Es tanto ese deber de respeto hacia otros, ese deber
necesario de conservar la humanidad que es común a todos, (y que Kant explicó
con tanta lucidez y pertinencia), que hoy denunciar hechos de violencia y abuso
doméstico es un mandato jurídico tanto para los padres y representantes
legales, parientes consanguíneos y afines, como la sociedad y el Estado, derivado de la responsabilidad de guarda que
tienen los primeros y la corresponsabilidad que comparten los últimos en
materia de protección familiar.
Y es que, callar, no denunciar, o abstenerse de decir la
verdad sobre la comisión de un hecho ilícito de un pariente para protegerle a
él, no sólo implica utilizar a la sociedad toda como instrumento de realización
de fines, sino que además contraviene el deber de todos los hombres de
promover, de trabajar por la felicidad de otros, que es, según Kant, el fin de la humanidad misma y “la suprema
condición limitadora de la libertad de las acciones de cualquier ser humano”.

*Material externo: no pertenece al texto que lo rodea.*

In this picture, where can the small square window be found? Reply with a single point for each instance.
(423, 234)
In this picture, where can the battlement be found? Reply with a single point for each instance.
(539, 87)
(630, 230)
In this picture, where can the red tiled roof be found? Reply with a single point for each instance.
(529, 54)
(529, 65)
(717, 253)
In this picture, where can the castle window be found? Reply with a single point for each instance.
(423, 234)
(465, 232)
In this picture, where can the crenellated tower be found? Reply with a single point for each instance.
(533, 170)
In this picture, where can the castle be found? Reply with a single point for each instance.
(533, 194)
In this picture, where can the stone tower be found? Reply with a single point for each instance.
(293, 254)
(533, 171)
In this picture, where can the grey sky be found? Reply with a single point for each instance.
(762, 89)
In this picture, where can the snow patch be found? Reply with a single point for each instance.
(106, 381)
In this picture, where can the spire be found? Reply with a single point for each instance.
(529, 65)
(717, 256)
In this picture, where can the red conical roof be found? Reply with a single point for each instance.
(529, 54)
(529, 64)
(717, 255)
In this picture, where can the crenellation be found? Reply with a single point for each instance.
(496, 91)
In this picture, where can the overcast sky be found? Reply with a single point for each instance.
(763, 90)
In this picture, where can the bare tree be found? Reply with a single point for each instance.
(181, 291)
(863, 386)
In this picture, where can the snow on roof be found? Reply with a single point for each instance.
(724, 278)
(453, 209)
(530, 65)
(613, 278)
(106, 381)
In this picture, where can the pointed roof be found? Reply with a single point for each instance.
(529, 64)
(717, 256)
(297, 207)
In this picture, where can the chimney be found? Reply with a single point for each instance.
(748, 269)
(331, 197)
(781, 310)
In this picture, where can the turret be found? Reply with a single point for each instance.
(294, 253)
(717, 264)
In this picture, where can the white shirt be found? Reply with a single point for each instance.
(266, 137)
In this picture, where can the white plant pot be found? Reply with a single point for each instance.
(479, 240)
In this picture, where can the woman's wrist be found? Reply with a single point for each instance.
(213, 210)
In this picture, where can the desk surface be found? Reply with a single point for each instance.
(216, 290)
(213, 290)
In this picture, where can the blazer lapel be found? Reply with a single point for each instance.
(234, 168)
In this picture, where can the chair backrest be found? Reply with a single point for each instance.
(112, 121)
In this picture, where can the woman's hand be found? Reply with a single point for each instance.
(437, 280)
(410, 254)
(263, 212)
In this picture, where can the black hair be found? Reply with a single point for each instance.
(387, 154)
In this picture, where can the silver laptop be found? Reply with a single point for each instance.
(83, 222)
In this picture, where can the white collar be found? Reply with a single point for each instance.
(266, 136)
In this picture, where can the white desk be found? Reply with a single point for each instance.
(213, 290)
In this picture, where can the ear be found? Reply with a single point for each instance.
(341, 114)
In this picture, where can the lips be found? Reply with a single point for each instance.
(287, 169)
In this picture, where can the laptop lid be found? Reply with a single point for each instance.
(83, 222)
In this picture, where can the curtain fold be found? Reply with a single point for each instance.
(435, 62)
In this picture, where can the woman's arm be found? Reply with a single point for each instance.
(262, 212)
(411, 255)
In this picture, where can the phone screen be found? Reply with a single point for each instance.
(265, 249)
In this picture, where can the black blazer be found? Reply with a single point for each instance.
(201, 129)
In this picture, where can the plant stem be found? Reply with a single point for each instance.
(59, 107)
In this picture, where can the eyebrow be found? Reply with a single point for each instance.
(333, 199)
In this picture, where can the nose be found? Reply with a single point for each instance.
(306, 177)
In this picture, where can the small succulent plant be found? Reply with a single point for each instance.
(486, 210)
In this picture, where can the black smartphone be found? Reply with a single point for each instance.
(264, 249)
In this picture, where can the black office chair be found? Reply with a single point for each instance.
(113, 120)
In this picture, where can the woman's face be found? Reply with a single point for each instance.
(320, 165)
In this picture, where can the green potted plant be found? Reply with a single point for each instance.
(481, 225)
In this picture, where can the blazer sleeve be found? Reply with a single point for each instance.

c) La voluntad racional como una
voluntad legisladora universal: o el
principio de la autonomía por encima del poder heterónomo que obliga. Con esta última
premisa del poder soberano, aunado a la naturaleza de dignidad humana de la
persona, se logra construir un concepto kantiano del hombre fundamentado en su
dignidad y autonomía que no sólo explica la moralidad de un precepto, sino el
fundamento de los derechos y libertades fundamentales que asisten a toda persona
humana por el sólo hecho de serlo; entendiéndose mejor el pensamiento revolucionario
de Kant en atención a la libertad que proclama: el hombre es legislador y fin de
sus actos y no debe obediencia sino al imperativo categórico.
Toda la tesis del imperativo categórico expuesta por Kant
en su “Fundamentación de la metafísica de
las costumbres” se basa en esta voluntad libre y soberana del ser racional
que se auto legisla: una voluntad racional sometida a su propia Ley universal.
En este argumento Kant propone la autonomía, (en contra de la heteronomía como
voluntad externa que impone su ley), como fundamento de moralidad.
Ahora bien, que el
silencio de la maestra con respecto al
deber de lealtad familiar fuera libremente consentido, o por el contrario se
tratara de un código familiar impuesto, como señalábamos al comienzo de este
ensayo, no lo sabremos con certeza pues, aunque los cuentos de Pocaterra
contienen una denuncia a las injusticias
e inmoralidades de su época, como este resignado y obligatorio callar de tantas
I latinas que sufrieron violencia del Estado y de sus familias, no se aprecia
con claridad si la Señorita sufre por decisión o por obligación, pese a mi
firme creencia de que aceptar una cruz y llevarla consigo es decisión de valientes. Pero indistintamente de
que el sufrimiento sea una elección o una carga ineludible, no es un deber
moral callar ninguna injusticia, no lo fue antes, ni lo es ahora; por el
contrario, es obligación moral para con nosotros y con la humanidad toda,
denunciarla.
Finalmente, moral y derecho difieren en relación con la
apreciación del deber de callar por lealtad familiar, ya que no es un deber
moral, según el imperativo categórico kantiano, pero sí es un deber jurídico, incluso
de rango Constitucional. Sin embargo, existe una relación estrecha entre estos
dos órdenes en lo que se refiere a la obligación de la sociedad y del Estado de
conservar la humanidad y la libertad que los hombres llevan consigo, que Kant llamó
moralidad, y que en terminología jurídica se denomina deber de guarda y
corresponsabilidad social. Propiciemos este diálogo ético-jurídico para ofrecer
al mundo herramientas necesarias que garanticen la humanidad y la libertad de
todos. ¡Bienaventurados los libres y autónomos de voluntad, porque de ellos
será el reino de los hombres y los dioses!